Building It Yourself
The next step is putting these checks in CI so they run on every PR. GitHub Actions is the obvious choice: you write a workflow that spins up Claude Code, points it at your .continue/checks/ directory, and has it evaluate the diff. AI is good enough now that you believe the agent can build this infrastructure too. It can. 80 lines of YAML. Works on Monday.
By month one: you're managing background processes for parallel execution, routing stdout to separate files, serializing API calls to avoid rate limits. The agent doesn't always produce valid JSON, so you add fallback parsing. A check fails and you want to understand why, but the session is a terminated process on a recycled VM. By month two: someone builds a dashboard because nobody wants to dig through Actions logs. Then it needs auth, a diff viewer, an "accept fix" button, loop detection, historical storage. You built a SaaS product to avoid buying one. By month three: the checks have drifted. No metrics on which catch real issues vs. which cry wolf. No feedback loop. The checks fossilize or produce noise until someone asks to turn them off.

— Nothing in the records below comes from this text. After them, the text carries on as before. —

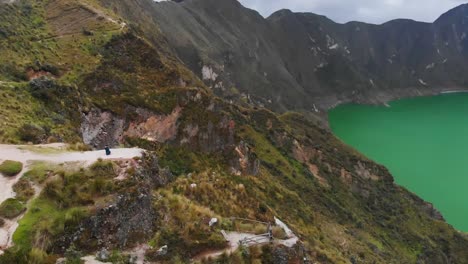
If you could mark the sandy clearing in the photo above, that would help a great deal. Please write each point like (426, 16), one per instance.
(24, 154)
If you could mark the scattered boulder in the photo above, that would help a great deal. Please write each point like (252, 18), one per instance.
(103, 255)
(213, 221)
(162, 251)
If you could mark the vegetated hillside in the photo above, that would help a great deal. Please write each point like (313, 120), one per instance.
(104, 82)
(298, 60)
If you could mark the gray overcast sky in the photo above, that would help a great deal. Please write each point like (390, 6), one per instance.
(371, 11)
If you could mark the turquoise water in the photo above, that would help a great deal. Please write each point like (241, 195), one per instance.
(424, 143)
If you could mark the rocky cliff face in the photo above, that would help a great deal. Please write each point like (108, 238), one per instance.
(111, 80)
(306, 61)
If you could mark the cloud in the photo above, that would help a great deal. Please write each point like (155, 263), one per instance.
(371, 11)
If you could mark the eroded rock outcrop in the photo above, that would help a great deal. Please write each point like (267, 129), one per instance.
(100, 128)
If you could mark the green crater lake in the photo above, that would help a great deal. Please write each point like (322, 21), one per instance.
(422, 141)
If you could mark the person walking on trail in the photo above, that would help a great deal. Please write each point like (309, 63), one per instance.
(107, 150)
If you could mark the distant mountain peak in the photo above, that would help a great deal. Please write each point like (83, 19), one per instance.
(453, 14)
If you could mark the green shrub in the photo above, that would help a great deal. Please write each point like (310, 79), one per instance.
(11, 208)
(23, 189)
(11, 168)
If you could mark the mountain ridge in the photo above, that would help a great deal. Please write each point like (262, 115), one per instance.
(352, 62)
(125, 81)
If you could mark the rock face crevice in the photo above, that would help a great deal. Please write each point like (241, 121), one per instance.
(100, 128)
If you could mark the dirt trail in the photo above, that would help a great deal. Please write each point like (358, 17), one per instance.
(58, 154)
(234, 239)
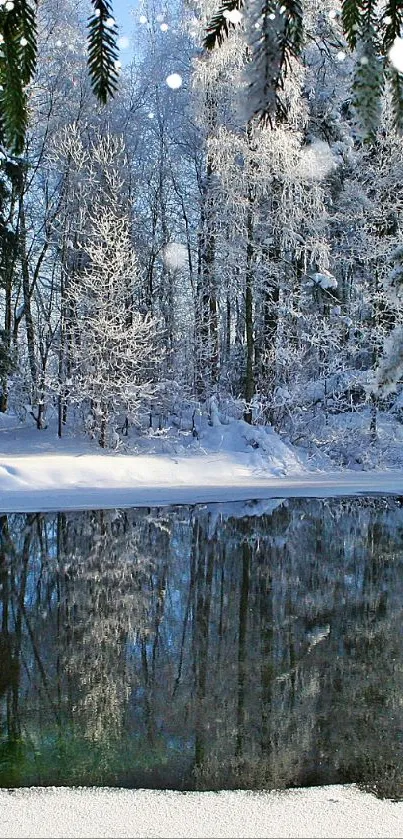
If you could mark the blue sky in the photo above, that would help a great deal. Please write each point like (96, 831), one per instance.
(121, 13)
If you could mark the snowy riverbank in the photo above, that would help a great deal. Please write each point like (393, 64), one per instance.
(233, 462)
(334, 811)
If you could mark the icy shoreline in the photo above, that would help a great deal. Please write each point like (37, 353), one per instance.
(332, 811)
(40, 483)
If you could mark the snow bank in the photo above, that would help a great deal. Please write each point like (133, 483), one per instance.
(233, 462)
(333, 811)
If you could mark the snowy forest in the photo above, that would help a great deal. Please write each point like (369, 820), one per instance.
(165, 256)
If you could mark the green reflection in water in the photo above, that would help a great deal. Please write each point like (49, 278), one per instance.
(249, 645)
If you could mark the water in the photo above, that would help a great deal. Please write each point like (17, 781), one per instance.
(241, 646)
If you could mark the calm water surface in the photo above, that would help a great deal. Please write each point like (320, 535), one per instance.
(226, 646)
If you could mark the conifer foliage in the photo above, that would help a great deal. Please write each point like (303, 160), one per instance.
(274, 34)
(18, 49)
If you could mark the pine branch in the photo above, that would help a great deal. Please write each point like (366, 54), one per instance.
(102, 50)
(219, 25)
(274, 44)
(13, 99)
(392, 19)
(368, 84)
(396, 83)
(24, 20)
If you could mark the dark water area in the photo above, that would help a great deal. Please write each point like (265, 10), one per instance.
(251, 646)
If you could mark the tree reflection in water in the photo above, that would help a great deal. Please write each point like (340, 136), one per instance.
(250, 645)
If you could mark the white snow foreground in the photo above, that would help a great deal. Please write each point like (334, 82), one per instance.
(333, 811)
(235, 462)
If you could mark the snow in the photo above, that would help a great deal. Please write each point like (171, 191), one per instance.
(396, 54)
(231, 462)
(332, 811)
(174, 81)
(317, 161)
(233, 15)
(175, 256)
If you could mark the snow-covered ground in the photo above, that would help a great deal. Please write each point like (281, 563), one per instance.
(336, 811)
(231, 462)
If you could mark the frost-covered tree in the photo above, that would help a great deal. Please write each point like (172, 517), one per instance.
(112, 356)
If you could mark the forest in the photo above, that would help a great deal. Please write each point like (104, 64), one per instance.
(166, 254)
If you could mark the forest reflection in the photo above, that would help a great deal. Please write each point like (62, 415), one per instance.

Some problems don't have YAML solutions. You can't follow up with the agent that made a judgment call. You can't track flakiness, enforce org-wide policies, or start from community checks instead of writing every one from scratch. The system that prevents spaghetti becomes its own spaghetti factory.

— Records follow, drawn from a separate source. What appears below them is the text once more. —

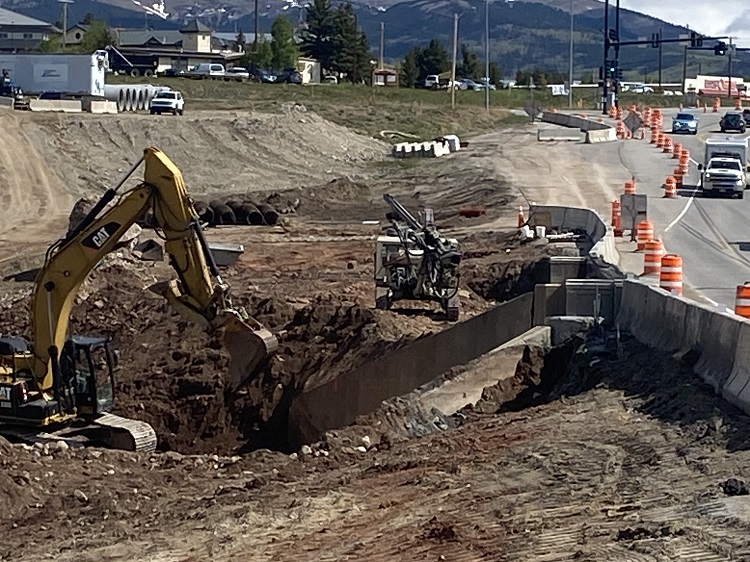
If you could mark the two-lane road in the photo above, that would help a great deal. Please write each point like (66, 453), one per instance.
(712, 234)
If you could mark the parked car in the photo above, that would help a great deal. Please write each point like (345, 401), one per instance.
(174, 72)
(208, 70)
(468, 84)
(685, 123)
(264, 76)
(484, 82)
(237, 73)
(290, 76)
(167, 101)
(732, 121)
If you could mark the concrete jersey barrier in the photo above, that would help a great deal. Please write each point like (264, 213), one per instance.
(600, 242)
(674, 324)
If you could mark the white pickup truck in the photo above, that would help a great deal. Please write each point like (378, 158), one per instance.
(724, 169)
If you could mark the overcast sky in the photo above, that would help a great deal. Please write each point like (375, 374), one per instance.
(710, 17)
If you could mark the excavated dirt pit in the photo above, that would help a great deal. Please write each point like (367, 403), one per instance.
(170, 372)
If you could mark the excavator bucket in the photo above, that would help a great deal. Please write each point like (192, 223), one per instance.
(248, 348)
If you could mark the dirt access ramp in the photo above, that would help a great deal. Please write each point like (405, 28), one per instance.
(33, 200)
(217, 152)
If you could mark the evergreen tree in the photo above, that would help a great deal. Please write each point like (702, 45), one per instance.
(240, 42)
(470, 66)
(409, 72)
(284, 52)
(496, 75)
(319, 36)
(434, 59)
(351, 48)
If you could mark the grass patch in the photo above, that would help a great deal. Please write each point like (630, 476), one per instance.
(367, 110)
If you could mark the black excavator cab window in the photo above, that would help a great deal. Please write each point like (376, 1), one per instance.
(91, 374)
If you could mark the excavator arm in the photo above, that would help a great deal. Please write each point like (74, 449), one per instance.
(198, 293)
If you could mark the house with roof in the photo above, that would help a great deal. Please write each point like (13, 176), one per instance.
(147, 51)
(20, 33)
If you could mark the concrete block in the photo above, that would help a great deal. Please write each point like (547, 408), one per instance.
(604, 135)
(560, 135)
(226, 254)
(549, 300)
(65, 106)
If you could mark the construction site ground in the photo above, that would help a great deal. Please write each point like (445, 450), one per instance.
(627, 467)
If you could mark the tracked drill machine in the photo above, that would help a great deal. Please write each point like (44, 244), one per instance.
(414, 262)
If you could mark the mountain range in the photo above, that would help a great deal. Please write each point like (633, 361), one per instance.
(523, 34)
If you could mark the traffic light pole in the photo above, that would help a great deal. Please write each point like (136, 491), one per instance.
(605, 92)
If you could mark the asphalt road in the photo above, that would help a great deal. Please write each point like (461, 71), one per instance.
(712, 235)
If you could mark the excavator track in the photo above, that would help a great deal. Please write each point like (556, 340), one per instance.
(109, 430)
(128, 434)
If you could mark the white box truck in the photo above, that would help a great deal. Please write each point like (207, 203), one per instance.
(64, 73)
(724, 169)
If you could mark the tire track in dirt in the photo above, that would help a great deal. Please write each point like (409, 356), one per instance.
(33, 199)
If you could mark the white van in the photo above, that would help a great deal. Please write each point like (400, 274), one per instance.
(208, 70)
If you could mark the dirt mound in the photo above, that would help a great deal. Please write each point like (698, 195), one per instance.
(230, 152)
(170, 372)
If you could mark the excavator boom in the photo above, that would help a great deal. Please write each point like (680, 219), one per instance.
(198, 293)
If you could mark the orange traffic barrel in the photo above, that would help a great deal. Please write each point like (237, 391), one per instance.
(616, 218)
(742, 300)
(652, 257)
(670, 277)
(670, 187)
(644, 232)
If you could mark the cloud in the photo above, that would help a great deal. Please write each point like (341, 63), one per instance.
(703, 17)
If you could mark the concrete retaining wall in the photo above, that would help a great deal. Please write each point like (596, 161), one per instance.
(337, 403)
(595, 131)
(65, 106)
(670, 323)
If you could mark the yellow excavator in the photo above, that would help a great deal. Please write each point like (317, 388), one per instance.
(61, 387)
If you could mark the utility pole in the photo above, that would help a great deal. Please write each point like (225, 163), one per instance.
(605, 91)
(65, 20)
(616, 81)
(487, 54)
(729, 71)
(453, 66)
(255, 38)
(570, 56)
(382, 43)
(660, 53)
(684, 69)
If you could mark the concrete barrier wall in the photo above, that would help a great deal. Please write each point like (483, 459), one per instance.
(337, 403)
(601, 241)
(66, 106)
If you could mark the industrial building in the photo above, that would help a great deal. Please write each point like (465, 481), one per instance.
(20, 33)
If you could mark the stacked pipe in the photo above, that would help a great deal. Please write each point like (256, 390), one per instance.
(131, 97)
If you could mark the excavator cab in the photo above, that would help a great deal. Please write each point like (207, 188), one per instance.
(87, 366)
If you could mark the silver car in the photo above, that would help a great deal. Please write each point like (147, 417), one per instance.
(685, 123)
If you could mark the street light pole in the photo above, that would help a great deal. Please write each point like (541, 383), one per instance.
(487, 55)
(570, 68)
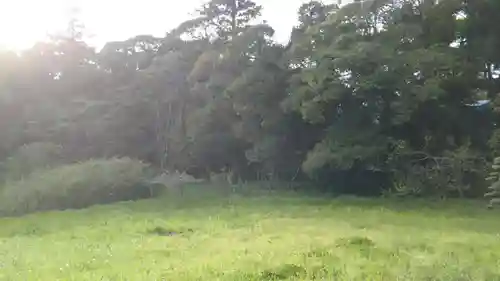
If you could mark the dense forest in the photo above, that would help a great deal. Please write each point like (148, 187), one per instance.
(371, 97)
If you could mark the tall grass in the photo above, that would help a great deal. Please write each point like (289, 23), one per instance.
(76, 186)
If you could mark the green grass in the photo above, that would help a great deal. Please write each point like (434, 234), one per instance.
(271, 237)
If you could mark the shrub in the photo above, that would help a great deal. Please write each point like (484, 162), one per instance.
(31, 157)
(77, 186)
(494, 179)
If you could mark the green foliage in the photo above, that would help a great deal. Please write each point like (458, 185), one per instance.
(77, 186)
(31, 157)
(390, 87)
(494, 179)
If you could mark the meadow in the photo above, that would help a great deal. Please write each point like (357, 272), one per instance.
(207, 235)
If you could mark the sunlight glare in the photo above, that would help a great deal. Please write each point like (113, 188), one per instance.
(24, 22)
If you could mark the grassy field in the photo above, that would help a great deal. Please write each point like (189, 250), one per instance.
(271, 237)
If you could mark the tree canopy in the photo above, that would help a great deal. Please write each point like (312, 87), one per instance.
(403, 94)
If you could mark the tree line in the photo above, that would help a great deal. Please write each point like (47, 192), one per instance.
(397, 96)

As your factory produces more code faster, the reliability of the checking system becomes load-bearing infrastructure. A quality control system that gates every PR across your org is not a side project. It's infrastructure you'll be on call for. You don't build your own CI for the same reason: not because you can't, but because reliability is the product, and you'd rather it be someone's entire job.
Adding Mission Control
Or you skip the previous section.
Same markdown files in .continue/checks/. Full agent execution on every PR. Native GitHub status checks. No YAML. No dashboard to build. It presents as simple because the thorny problems (non-determinism, verdict parsing, concurrent execution, credential isolation, loop detection) are solved underneath. You don't know what you don't know until month three.
On month one, a check fails and you reject it with feedback. "Line 42 is intentional, don't flag that pattern." The feedback refines the check. The check gets better because you used it.
On month two, intervention rate metrics show which checks humans override, where false positives cluster. That data drives check evolution instead of fossilization. You start from community checks, beginning at someone else's iteration 15.
On month three, you realize PR-open was just the first trigger. You want scans that sweep the whole codebase when a new standard is introduced. Flags that route attention to sensitive changes (auth, migrations, billing) without blocking. Checks on PR merge, not just PR open. Triggers from Sentry alerts and Snyk findings. In Mission Control, these are agents you can set up. In YAML, each one is another workflow to maintain.
The Factory Must Grow
We went on this journey ourselves. Then we started reading about the Toyota Production System and realized the wheel was invented decades ago. Jidoka: automation with a human touch. Kaizen: continuous improvement. Andon: the alert cord that stops the line. A check that catches a corrupted dashboard is an andon cord. A check that evolves from the last 20 PRs is kaizen. The whole system (standards encoded by humans, enforced by AI, decided by humans) is jidoka.
The progression we see with every team: they start with one check for their most painful standard. They see it catch something real. They write three more. Within weeks, .continue/checks/ becomes the encoding of their engineering taste.
The Factorio review ended with a cyborg overseeing a dead planet. Software factories don't have to end that way. The factory must grow, yes. It grows better when you check on it.